María, ante de la puerta de su recámara, se resiste a entrar, pero hace un esfuerzo y llorosa adelanta tres pasos al frente y mira una recámara vacía, sin vida, sin aroma humano, sus componentes inactivos y muertos, el espejo proyecta una sombra oscura, abraza una leve capa de polvo que nubla su lucidez, las cortinas permanecen cerradas rígidas cansadas de soportar el sol a sus espaldas claman en silencio un descanso que no llega, una cama fría sin vida, dibuja figuras irregulares y caprichosas fruto de la poca atención recibida los últimos días, María busca en todas direcciones y en todos los rincones, solo encuentra la ausencia de Manuel.
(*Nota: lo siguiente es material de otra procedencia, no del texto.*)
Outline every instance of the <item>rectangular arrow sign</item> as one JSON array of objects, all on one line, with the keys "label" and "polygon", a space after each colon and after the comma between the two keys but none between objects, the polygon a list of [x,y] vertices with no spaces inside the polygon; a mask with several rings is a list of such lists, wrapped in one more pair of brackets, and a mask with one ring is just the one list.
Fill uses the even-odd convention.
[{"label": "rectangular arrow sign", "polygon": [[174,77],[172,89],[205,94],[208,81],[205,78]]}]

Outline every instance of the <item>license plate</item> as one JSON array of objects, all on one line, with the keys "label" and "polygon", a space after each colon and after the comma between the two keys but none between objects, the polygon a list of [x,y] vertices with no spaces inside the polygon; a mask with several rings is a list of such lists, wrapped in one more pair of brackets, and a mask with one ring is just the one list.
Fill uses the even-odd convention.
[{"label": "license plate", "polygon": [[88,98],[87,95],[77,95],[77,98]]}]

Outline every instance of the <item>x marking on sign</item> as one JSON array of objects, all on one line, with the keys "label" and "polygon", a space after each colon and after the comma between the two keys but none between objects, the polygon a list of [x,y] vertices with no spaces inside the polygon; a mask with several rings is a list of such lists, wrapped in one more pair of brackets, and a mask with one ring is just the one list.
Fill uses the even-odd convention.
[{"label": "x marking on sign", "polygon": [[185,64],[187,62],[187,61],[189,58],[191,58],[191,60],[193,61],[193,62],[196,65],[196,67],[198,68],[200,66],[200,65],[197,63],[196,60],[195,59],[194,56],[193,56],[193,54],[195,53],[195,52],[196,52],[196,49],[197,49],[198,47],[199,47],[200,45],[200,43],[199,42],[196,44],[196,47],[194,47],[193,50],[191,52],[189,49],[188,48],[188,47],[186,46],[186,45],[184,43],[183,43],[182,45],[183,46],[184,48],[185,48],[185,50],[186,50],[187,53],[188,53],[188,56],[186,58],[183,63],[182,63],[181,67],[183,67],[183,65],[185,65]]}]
El espejo sobresale en la pared con un borde dorado y grisáceo por el polvo, María camina hacia el espejo que Manuel le había regalado en su cumpleaños, y retira un poco de polvo de su superficie.
Tras unos instantes, deja espacar un fuerte grito desgarrador acompañado de lágrimas.
–¿Porque me dejaste sola?-dijo llorando a grito a abierto
–No me he ido, estoy aquí. -
Se escuchó una voz amorosa, dentro del espejo y una leve silueta simulaba un rostro, era el rostro de Manuel.
– Prometí, que no te iba a dejar y así lo haré, pero no de la forma que tú piensas, en cada objeto que compramos estaré presente yo, en todo lugar que conocimos juntos ahí estaré yo, pero sí buscas mejor, donde si me encontrarás vivo, será en el rostro de cada uno de nuestros hijos y nietos, sobre todo en sus miradas de trizeza, que te dicen que aman igual que yo.
—No he muerto para morir, he muerto para vivir eternamente.
María, caminó hacia la ventana tranquila recorrió las cortinas, el sol lentamente iluminó la oscuridad.